1

I want to check if a column contains some set of special characters and do evaluation further, I was able to do it for most of the spl chars but not for one particular spl character. Has anyone come across and handled this spl char- Å? I even used backslash to escape it but in vain, as seen in the code below.


    --
    t1 = LOAD '$input_track1' using PigStorage('|') as (t1data:chararray,           sec_col:int);
    t1_output = foreach t1 generate $0, (CASE WHEN SUBSTRING($0, 0, 1) IN ('F','S') THEN 1 ELSE 0 END) AS ORR,
   (CASE WHEN SUBSTRING($0, 0, 1) IN ('^','@', '|','[',']','-','`','{','}','~','!','#','$','%','&','(',')','*','<','>',':','=','?', '"','\'''\Å')      THEN 1 ELSE 0 END) AS ORR2;
 dump track1_output;

Sample data:

ÅSecond|456

mercuryman
  • 11
  • 3
  • `Å` is a Norwegian letter.

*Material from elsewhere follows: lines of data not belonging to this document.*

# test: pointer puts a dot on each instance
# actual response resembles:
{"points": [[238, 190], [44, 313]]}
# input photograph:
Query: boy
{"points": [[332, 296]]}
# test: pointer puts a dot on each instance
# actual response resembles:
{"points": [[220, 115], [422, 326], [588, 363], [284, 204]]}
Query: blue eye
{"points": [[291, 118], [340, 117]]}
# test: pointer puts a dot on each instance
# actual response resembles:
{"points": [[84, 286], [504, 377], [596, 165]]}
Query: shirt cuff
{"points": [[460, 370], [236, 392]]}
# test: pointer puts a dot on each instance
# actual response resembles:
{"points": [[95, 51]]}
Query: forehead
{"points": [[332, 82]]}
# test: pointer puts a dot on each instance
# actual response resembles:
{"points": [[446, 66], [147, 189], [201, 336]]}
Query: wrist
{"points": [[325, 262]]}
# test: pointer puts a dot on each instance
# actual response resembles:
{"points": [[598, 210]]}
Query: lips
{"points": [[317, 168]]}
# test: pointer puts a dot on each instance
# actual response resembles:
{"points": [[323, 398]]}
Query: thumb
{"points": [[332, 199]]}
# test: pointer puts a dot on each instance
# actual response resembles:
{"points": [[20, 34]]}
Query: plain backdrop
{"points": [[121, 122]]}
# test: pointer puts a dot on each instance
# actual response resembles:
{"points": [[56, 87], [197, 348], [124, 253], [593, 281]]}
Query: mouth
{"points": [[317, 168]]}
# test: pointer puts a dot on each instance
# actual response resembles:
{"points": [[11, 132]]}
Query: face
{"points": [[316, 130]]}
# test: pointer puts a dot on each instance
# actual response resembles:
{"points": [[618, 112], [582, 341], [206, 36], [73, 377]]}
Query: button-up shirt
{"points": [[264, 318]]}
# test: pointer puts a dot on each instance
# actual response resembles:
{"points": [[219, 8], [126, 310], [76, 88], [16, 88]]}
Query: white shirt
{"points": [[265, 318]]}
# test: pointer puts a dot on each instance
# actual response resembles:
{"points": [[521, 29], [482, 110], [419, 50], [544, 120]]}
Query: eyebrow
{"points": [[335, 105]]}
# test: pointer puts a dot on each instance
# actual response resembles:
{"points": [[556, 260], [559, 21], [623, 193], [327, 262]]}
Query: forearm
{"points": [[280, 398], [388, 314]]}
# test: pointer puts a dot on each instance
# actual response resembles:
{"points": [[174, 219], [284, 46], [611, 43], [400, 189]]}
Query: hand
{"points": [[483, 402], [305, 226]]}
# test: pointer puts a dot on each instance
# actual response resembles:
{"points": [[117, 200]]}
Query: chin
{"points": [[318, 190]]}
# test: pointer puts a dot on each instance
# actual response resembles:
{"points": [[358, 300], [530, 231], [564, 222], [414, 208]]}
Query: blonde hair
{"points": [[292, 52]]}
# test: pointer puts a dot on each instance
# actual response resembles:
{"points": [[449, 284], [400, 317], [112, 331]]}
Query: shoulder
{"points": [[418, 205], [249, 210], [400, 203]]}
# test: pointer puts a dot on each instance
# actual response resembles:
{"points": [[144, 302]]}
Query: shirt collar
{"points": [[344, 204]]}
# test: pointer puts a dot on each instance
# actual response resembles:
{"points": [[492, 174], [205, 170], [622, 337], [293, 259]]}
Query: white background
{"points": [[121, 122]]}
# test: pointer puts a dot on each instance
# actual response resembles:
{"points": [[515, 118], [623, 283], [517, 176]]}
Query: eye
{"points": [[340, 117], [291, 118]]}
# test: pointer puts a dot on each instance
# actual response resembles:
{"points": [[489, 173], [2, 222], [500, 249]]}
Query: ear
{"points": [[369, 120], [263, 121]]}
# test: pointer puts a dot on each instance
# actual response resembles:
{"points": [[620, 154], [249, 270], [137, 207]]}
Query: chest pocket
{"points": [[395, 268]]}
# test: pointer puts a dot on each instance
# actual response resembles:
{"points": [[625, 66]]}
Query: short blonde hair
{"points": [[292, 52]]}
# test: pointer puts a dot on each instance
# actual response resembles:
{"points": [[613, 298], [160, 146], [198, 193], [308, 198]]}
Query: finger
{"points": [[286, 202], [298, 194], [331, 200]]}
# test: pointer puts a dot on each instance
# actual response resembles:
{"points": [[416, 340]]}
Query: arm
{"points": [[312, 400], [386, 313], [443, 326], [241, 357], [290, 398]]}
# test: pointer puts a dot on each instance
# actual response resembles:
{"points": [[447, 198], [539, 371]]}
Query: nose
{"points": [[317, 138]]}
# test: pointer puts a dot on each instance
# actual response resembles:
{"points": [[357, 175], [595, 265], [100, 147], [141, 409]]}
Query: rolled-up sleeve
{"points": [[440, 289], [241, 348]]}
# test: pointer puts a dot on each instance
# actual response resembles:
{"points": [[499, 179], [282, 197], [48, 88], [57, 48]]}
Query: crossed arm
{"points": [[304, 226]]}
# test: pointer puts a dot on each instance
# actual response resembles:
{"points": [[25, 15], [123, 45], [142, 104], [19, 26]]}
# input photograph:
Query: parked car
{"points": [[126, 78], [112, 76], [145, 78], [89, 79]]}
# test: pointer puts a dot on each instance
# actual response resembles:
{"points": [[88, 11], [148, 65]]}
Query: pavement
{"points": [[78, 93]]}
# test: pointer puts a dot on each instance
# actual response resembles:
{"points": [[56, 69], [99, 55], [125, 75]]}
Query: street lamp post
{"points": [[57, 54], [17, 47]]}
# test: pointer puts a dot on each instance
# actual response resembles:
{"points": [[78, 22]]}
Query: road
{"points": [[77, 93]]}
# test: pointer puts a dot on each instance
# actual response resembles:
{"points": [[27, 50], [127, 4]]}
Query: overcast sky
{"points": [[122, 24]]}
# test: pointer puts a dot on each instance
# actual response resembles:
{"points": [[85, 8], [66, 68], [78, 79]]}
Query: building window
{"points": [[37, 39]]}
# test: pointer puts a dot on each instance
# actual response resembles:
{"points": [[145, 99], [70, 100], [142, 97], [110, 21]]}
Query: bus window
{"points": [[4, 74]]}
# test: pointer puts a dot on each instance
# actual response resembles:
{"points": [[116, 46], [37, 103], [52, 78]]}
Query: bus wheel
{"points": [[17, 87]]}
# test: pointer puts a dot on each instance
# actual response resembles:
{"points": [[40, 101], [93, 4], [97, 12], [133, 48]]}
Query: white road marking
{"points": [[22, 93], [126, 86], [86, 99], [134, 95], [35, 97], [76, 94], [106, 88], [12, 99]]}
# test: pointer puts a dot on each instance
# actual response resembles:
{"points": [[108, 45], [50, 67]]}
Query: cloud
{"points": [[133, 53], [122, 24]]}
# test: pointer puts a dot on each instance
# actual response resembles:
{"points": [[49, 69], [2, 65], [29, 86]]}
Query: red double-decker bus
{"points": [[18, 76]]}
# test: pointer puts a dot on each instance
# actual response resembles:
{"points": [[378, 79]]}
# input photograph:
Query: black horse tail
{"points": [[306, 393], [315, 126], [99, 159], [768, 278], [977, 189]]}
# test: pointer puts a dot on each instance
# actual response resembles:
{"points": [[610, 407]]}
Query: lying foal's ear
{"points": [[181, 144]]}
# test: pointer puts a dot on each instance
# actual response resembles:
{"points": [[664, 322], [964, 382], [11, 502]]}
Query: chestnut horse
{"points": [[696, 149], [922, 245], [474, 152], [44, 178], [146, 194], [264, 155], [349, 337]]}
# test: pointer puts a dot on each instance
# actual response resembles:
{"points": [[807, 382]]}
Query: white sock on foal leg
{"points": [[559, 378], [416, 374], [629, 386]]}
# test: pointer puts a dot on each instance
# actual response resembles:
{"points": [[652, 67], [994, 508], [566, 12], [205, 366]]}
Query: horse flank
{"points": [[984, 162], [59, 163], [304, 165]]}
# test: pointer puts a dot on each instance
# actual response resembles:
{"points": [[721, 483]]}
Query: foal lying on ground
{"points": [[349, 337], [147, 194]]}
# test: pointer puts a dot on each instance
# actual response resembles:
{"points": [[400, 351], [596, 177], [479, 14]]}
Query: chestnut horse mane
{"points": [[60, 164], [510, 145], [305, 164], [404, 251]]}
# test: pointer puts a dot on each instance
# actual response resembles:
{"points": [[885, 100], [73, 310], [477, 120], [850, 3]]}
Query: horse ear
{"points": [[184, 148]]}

If you found that you may also find `Æ` and `Ø`. There are many other "special" characters you need to consider like that. – melwil Jul 10 '15 at 08:26
  • These are the only set of special characters expected in the data, so need to handle only these. – mercuryman Jul 10 '15 at 16:55
  • Have you tried using unicode notation? For that character it should be "\u00C5". You might also want to consider writing a UDF for this, should be way easier and more readable :) – LiMuBei Jul 14 '15 at 15:50

0 Answers0